At around 6pm everyday, she'll come around to our place, stand outside the gate and shout "Dylan, Dylan!".

She loves my baby boy, to the chagrin of grandpa who generally finds all three kids a nuisance. According to my MIL, if he had things his way "Dylan won't have any friends at all". To me, he's just an over-protective grandpa wanting to keep the nasty germs out of Dylan's system, now with HFMD back on the rise. I have these horrible thoughts myself, God help me!

Psalm 27

Our cell group did a study recently on Psalm 27.

The psalm begins on an exultative note, with David proclaiming -

"The Lord is my light and my salavation- whom shall I fear? The Lord is the stronghold of my life- of whom shall I be afraid?"

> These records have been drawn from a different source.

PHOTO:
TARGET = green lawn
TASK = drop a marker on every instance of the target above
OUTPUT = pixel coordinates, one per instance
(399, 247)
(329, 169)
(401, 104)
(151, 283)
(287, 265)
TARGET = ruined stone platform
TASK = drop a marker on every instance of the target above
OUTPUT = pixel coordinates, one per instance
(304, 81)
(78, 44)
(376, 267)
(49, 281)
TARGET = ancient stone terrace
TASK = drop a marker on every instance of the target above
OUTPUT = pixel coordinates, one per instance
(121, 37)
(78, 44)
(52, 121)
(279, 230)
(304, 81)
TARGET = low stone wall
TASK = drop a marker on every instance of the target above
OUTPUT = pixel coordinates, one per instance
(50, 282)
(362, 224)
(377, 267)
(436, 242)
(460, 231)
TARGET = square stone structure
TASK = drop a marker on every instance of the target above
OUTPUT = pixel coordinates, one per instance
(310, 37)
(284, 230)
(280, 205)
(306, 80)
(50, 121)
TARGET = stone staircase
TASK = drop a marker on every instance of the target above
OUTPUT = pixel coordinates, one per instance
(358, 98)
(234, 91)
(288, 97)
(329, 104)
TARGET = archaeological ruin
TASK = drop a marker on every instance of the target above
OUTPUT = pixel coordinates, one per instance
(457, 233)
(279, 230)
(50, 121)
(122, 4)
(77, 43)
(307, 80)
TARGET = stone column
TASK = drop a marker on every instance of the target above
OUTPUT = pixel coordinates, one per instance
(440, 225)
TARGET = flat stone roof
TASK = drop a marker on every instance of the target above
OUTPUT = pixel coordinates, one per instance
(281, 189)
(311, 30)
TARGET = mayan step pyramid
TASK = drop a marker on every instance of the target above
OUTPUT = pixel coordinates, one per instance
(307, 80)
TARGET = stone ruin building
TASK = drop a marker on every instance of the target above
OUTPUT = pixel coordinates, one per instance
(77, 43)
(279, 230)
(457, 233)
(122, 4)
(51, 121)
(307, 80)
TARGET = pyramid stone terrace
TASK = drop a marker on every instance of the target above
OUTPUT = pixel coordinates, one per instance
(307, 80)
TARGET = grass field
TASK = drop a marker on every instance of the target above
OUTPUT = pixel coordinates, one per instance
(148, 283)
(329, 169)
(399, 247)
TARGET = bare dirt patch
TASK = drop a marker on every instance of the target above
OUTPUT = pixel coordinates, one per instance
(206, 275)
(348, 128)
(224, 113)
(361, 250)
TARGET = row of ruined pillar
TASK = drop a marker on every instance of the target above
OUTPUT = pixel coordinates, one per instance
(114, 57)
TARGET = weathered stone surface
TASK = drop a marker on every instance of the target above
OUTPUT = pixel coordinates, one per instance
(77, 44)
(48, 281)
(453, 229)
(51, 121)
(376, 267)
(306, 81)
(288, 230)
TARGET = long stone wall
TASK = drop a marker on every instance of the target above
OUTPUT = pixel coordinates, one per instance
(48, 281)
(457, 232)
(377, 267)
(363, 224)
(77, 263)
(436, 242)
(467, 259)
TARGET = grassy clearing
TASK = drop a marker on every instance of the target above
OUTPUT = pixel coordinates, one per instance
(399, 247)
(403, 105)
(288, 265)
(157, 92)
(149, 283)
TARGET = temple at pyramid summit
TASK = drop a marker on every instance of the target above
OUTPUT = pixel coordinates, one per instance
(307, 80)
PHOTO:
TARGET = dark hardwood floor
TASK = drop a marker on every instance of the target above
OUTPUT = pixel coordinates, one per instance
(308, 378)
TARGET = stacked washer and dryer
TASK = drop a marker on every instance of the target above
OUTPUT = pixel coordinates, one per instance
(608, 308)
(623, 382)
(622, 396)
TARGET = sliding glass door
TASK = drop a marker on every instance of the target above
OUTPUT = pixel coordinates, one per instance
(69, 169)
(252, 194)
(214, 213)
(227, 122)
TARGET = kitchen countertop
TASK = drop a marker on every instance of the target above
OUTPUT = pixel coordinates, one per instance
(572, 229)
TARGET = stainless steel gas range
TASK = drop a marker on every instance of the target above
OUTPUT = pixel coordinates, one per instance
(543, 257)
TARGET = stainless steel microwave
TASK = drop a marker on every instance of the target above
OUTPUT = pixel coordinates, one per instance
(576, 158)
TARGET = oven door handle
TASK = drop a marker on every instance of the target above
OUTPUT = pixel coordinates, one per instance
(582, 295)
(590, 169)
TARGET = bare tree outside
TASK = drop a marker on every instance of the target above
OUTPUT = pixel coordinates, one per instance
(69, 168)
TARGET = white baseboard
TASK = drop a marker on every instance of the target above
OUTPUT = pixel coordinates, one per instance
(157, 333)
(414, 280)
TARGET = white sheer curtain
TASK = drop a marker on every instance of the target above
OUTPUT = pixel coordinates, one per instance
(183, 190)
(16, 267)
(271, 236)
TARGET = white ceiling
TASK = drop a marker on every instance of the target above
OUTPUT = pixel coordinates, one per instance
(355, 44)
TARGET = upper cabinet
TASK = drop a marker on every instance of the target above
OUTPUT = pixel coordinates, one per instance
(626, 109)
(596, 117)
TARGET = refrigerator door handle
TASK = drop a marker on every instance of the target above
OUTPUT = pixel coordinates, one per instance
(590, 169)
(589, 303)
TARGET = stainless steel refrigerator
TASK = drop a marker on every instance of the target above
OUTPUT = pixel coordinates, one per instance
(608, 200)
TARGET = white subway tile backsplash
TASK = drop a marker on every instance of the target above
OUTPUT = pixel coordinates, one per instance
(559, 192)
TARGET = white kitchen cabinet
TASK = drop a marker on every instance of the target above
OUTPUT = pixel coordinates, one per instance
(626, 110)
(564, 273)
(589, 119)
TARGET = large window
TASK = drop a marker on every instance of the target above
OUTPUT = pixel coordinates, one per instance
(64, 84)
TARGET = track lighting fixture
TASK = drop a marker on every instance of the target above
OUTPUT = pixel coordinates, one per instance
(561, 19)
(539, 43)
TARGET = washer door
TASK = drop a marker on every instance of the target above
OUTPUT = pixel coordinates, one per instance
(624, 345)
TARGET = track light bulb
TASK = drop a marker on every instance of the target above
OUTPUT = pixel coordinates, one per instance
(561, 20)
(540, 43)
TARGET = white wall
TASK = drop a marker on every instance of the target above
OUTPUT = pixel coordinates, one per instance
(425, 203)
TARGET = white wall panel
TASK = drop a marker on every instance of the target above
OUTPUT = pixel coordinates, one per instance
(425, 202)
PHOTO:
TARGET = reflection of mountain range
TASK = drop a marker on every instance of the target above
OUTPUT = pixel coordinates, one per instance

Somewhere in between, he shifts gears, and begins a call of distress for God to not forsake him. The psalm resolves, however, in the final verse, 14:

"Wait for the Lord; be strong and take heart and wait for the Lord."

What exactly does it mean to "wait"? I left the study that night heavy-hearted, cos the truth is nobody likes to wait. While waiting, we each live with a sense of uncertainty - and to borrow from the movie Music and Lyrics - "with a shadow over our heads". E. sometimes likes to call it the "paralysis of analysis".

Psalm 27 expresses this reality about my own christian walk - on one hand, remembering on a daily basis His blessings in my life, and proclaiming that his mercies are new every morning. On the other, inexorably finding myself face to face with the unanswered questions, the hidden frustrations, wanting to act on it with my own bests interest versus holding out for God's answers.

In one sermon outline, three meanings are attributed to the word "wait" in the bible. When the word of God asks us to wait it usually means one of these three - to pray in the stillness of our spirit, to work in service to the Lord (and "wait upon the Lord" as it were), and to tarry in our steps.

I find the last most challenging. On our way to work this morning, E says he finds the call to "wait for the Lord" as providing scarce comfort.

Interestingly, over the same weekend, a doctor friend who has close ties with BFEC via the Karuna clinic, St Luke's hospital and now HealthServe, passed me a book written by Dr Tan Lai Yong entitled "Waiting for Growth". In it is a series of devotions in which Lai Yong shares his heartfelt stories and reflections, based on his experience in Yunnan, China, and on his ruminations of songs in the old testament, many of which are in the book of Psalms. The devotions revolve around this notion of waiting - for God's answers, and God waiting for us to respond to his love.

I picked it up last night after laying little Dylan down to sleep. It was 10.30pm.

(BFEC had published it in 2005 in support of St Luke's hospice in Bukit Batok. Funny how I don't recall BFEC every mentioning this to the congregation.)

Anyway, one line struck me, and I thought I'd share it here. Lai Yong writes about how we live in an age of instant gratification - we want it, and we want it now.

That's why it is always challenging to pray and ask for things pleasing to the Lord, rather than things pleasing to us, and to our very human longing for the security of the here and now.

But in waiting for God, we force ourselves to tarry, to pause in our instinct to react according to our desires, and see things from God's perspective instead. And that is when the word of God sheds light upon darkness, as sure as the sun rises from the east every morning. He cites C.S. Lewis who says that he believes in Christianity as he believes the sun has risen, not because he sees it but because by it he sees everything else. (I'm paraphrasing here.)

Similarly, my challenge to myself is to seek the word of God for light. I know for sure that I don't search to word deeply enough to work out the character I know God wants me to build. Maybe that is why my laments in my prayers sometimes feel so empty, knowing that on my part, God is also, waiting for me to grow up.